The presence of this purported resurgent terror network operating from West Bengal and Assam has found further credence as authorities discovered another two-dozen abandoned IEDs on October 17 at a desolate location in the Malda district. In the following days, six other supposed JMB sleeper-cell operatives were arrested in Assam, and leaflets and other propaganda material was discovered. 

The JMB terror threat took center stage in 2005 when the group carried out a series of almost 500 synchronized blasts in 63 of the 64 districts in Bangladesh to support an agenda to do away with democracy and establish Sharia rule. The JMB is vehemently against the idea of democracy in Bangladesh and any regional cooperation between Dhaka and New Delhi. 

While the JMB has not attacked India, the group has been known to provide arms and training to separatist elements operating in northeastern parts of the country. The JMB also has had a long history of cooperating with Lashkar-e-Taiba (LeT) and is even reputed to have ties to al-Qaeda. 

A recent revelation by Assam Chief Minister Tarun Gogoi, is of vital importance. The day after leader Ayman al-Zawahiri’s pronouncement that al-Qaeda has a dedicated South Asia wing, Gogoi revealed how his government had intelligence on al-Qaeda’s attempts to set up a base in the state and how the group had allegedly entered into a "tacit understanding" with the United Liberation Front of Assam (ULFA). 

If validated, these signs certainly wouldn't paint a very positive picture, for India and its neighbors. A resurgent JMB, with LeT and local northeastern separatists, and a ULFA-supported al-Qaeda presence, could create new safe havens for terrorist/insurgent groups across a region comprising Bangladesh and parts of the surrounding Indian border states of Assam and West Bengal. 

The recurring rhetoric for the past few decades has been rising concern over Bangladesh turning into a safe haven for extremist elements looking to target India.
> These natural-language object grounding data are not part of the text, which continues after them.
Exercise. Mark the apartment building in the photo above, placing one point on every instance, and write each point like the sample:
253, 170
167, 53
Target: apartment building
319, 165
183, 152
However, given recent events in Assam and West Bengal, the government in New Delhi and respective state governments need to have a comprehensive and honest re-examination of the factors that have led to the current situation at the periphery. 

While India claims to have established a closer relationship with Bangladesh on issues related to regional terrorism, facts seem to point in the opposite direction and India at times lacks the necessary will to act on information received from intelligence services across its borders. For instance, four years ago, Bangladesh pushed for the extradition of an alleged terrorist who had been reportedly operating from one of the seven madrassas recently targeted for use by the JMB leadership. 

A foreign ministry official had claimed in an unofficial report that the state government at the time was reluctant to help. On another occasion, efforts by then-Indian intelligence services chief K C Verma to get the central government to act on Bangladesh’s request for extradition of a supposed JMB operative failed because then-Home Minister P Chidambaram was unable to coordinate with the West Bengal government. 

A fresh wave of extremism in Bangladesh can dent the still-developing democratic structure of the country, something which is bound to have repercussions for India and New Delhi's efforts for regional safety. In that regard - and in countering the overall menace of terrorism in South Asia - New Delhi needs consciously and seriously to take regional leadership and promote an integrated regional approach. 

Most importantly, that includes a focus on developing the right infrastructure and other socio-economic tools to ensure a conducive and safe social environment for youths and various minorities in the region; successfully countering negative ideologies is a more holistic solution to the prevalent and gravely rising threat of parts of these states turning into terrorist hubs. 

Only a firm hand in dealing with the state governments on these issues, along with greater dialogue, bilateral involvement and trust with Bangladesh over issues of border security and intelligence, and indirectly through supporting democracy, can dispel these imminent internal and regional threats.